= Informal logic =

Branch of logic

Argument terminology used in logic

Informal logic encompasses the principles of logic and logical thought outside of a formal setting (characterized by the usage of particular statements). However, the precise definition of "informal logic" is a matter of some dispute. Ralph H. Johnson and J. Anthony Blair define informal logic as "a branch of logic whose task is to develop non-formal standards, criteria, procedures for the analysis, interpretation, evaluation, criticism and construction of argumentation." This definition reflects what had been implicit in their practice and what others were doing in their informal logic texts.

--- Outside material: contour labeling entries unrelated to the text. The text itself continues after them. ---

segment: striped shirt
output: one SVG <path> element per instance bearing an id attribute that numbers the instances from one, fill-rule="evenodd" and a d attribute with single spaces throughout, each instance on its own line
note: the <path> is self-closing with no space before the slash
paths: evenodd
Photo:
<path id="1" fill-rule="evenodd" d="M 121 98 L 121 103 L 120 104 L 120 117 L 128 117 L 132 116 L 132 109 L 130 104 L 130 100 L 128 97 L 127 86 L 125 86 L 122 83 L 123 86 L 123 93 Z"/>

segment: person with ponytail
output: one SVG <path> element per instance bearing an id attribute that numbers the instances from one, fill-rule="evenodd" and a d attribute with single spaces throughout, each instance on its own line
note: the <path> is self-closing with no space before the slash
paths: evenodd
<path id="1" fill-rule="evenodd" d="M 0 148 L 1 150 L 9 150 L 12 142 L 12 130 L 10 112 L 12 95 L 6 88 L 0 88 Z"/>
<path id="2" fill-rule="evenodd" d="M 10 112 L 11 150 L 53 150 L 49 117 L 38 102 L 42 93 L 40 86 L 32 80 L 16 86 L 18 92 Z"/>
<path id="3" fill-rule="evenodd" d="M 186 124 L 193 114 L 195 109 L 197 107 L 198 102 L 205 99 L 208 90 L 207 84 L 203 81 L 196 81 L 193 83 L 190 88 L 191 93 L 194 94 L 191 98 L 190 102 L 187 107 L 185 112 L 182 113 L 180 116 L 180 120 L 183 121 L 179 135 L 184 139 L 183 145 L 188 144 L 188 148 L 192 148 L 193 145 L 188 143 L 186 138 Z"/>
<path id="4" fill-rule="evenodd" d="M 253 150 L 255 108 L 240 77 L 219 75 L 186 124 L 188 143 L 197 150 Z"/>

Informal logic is associated with informal fallacies, critical thinking, the thinking skills movement and the interdisciplinary inquiry known as argumentation theory. Frans H. van Eemeren writes that the label "informal logic" covers a "collection of normative approaches to the study of reasoning in ordinary language that remain closer to the practice of argumentation than formal logic."

== History ==
Informal logic as a distinct enterprise under this name emerged roughly in the mid-20th century as a sub-field of philosophy. The naming of the field was accompanied by the appearance of a number of textbooks that rejected the symbolic approach to logic on pedagogical grounds as inappropriate and unhelpful for introductory textbooks on logic for a general audience, for example Howard Kahane's Logic and Contemporary Rhetoric, subtitled "The Use of Reason in Everyday Life", first published in 1971. Kahane's textbook was described on the notice of his death in the Proceedings And Addresses of the American Philosophical Association (2002) as "a text in informal logic, [that] was intended to enable students to cope with the misleading rhetoric one frequently finds in the media and in political discourse. It was organized around a discussion of fallacies, and was meant to be a practical instrument for dealing with the problems of everyday life. [It has] ... gone through many editions; [it is] ... still in print; and the thousands upon thousands of students who have taken courses in which his text [was] ... used can thank Howard for contributing to their ability to dissect arguments and avoid the deceptions of deceitful rhetoric. He tried to put into practice the ideal of discourse that aims at truth rather than merely at persuasion. (Hausman et al. 2002)" Other textbooks from the era taking this approach were Michael Scriven's Reasoning (Edgepress, 1976) and Logical Self-Defense by Ralph Johnson and J. Anthony Blair, first published in 1977. Earlier precursors in this tradition can be considered Monroe Beardsley's Practical Logic (1950) and Stephen Toulmin's The Uses of Argument (1958).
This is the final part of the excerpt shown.